By Leonard Fein
Jewish Bulletin of Northern California, San Francisco
- November 24, 1998
It came as a shock: Jewish "women of the night."
That was all the way back in 1960, glimpsing the
streetwalkers as I was driving through Jaffa. Instinctively, I did what just
about all Jews who cared for Israel had long since learned to do: I made
excuses and developed relatively benign rationales. File under goy k'chol
hagoyim, a nation like all others, and just hope that file stays much, much
smaller than the or lagoyim -- the lamp unto the nations file.
But before I'd had the time to tuck the matter away,
a second and untuckable problem tumbled in. If there are Jewish whores, then
Jewish pimps cannot be far behind. Jewish pimps? How can such a thing be?
For the women they exploit, one can feel sympathy. But for the pimps? Vile,
unacceptable. Where in your Zionist files do you lose them?
The answer is, of course, that you don't. The answer
is that life is complicated, and Judaism is not a vaccine. The answer, if
you hang around long enough, is Jewish arms merchants and Jewish bank robbers
and Jewish wife-beaters and all manner of Jewish miscreants -- not, heaven
forbid, in greater proportion than the foul of any other people, perhaps
even, here and there, in smaller proportion. So why not Jewish pimps,
too?
And you live with that answer and learn to handle all
the bad stuff along with the decisive good. Your theory of Zion becomes more
sophisticated, expansive enough to include Zion's manifest
imperfections.
But then, suddenly, you learn that it's not garden-variety
pimps you're encountering, petty hustlers out of Israel's underside. No,
suddenly you learn that Israel has become a routine destination for the global
trafficking of women, women coerced into prostitution.
The thousand such women brought into Israel annually
derive principally from the countries of the former Soviet Union, and the
way they get to Israel is that they are "purchased," each one costing between
$10,000 and $20,000. And they are, of course, expected to repay the cost
to their masters through what amounts to indentured servitude -- or, if you
prefer the simpler and more straightforward, slavery.
Most of these women, these slaves, are in their early
20s, but some as young as 15, and even 12, have turned up in Tel Aviv.
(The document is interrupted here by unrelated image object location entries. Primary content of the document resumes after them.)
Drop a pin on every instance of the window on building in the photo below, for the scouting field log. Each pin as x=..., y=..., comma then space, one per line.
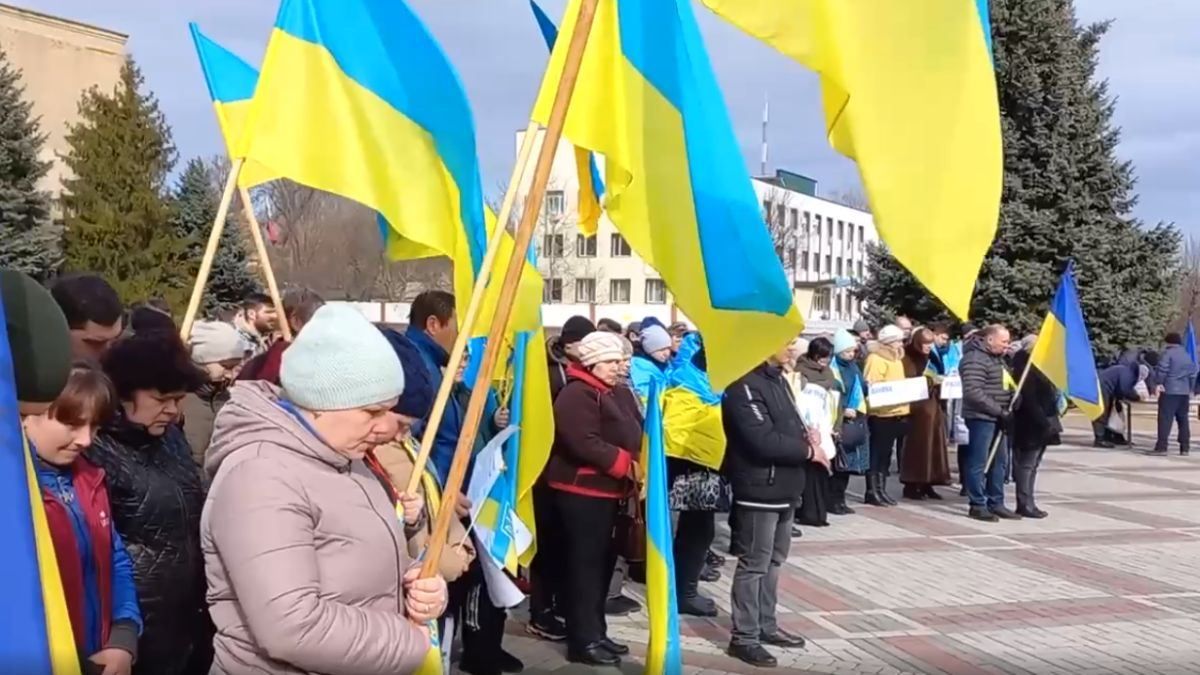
x=585, y=246
x=552, y=246
x=619, y=248
x=556, y=203
x=618, y=291
x=585, y=290
x=655, y=292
They
are, according to the Haifa Police commander, routinely beaten, tortured,
raped and drugged. They are isolated, deprived, threatened, their documents
are destroyed. Indeed, they are told that if they are disobedient or seek
to contact the police or the courts, their families back home will be
punished.
How can such a monstrous crime persist? The answer,
one supposes, is the same answer to the question asked about any country
that makes room for trafficked women. Each woman earns between $50,000 and
$100,000 a year for her pimp; the total turnover of the prostitution trade
in Israel comes to some $450 million a year. And some Israeli experts believe
that the Israeli police allow the pimps to operate because they make good
snitches, they provide the police with information about other and presumably
more serious crimes.
Chaim Nachman Bialik, the poet of the Hebrew renaissance,
once said that he yearned for the day when there would be in (then) Palestine
a Jewish jail, with a Jewish guard on the outside and a Jewish prisoner on
the inside. But this? There is such a thing as "too normal."
The Israel Women's Network, Rabbis for Human Rights
and the Association for Civil Rights in Israel are all "on the case," and
the Supreme Court and Knesset may soon intervene to inhibit the trade. But
no one predicts an early and genuinely comprehensive effort to put an end
to it.
We are told that we should not wash Israel's dirty
linen in public. But when the dirty linen is hanging out there for all to
see, is it not proper that its energetic washing also be visible -- along
with efforts to prevent the linen's soiling in the first place? After all,
this is not a hawk vs. dove problem, nor an Orthodox vs. everybody else problem.
It is about as basic a problem as you can have.
For those who operate in a traditional context, perhaps
Purim, with its obvious references to the exploitation of women, will suffice.
For all of us, we can now see the underside of globalization. Even if we
are less emotionally engaged with the issue of women's slavery when it plays
out in Kuwait or in Germany than when it plays out in Israel, our response
to the Israeli manifestation cannot be successful if it is
compartmentalized.
And anyway, those other women, the ones who are sold
off to countries outside our scope of concern -- they, too, are women, girls
really, and someone has to stand up for them, too. No?
The writer is founder and former editor of Moment magazine
and a Boston-based writer for American Jewish newspapers.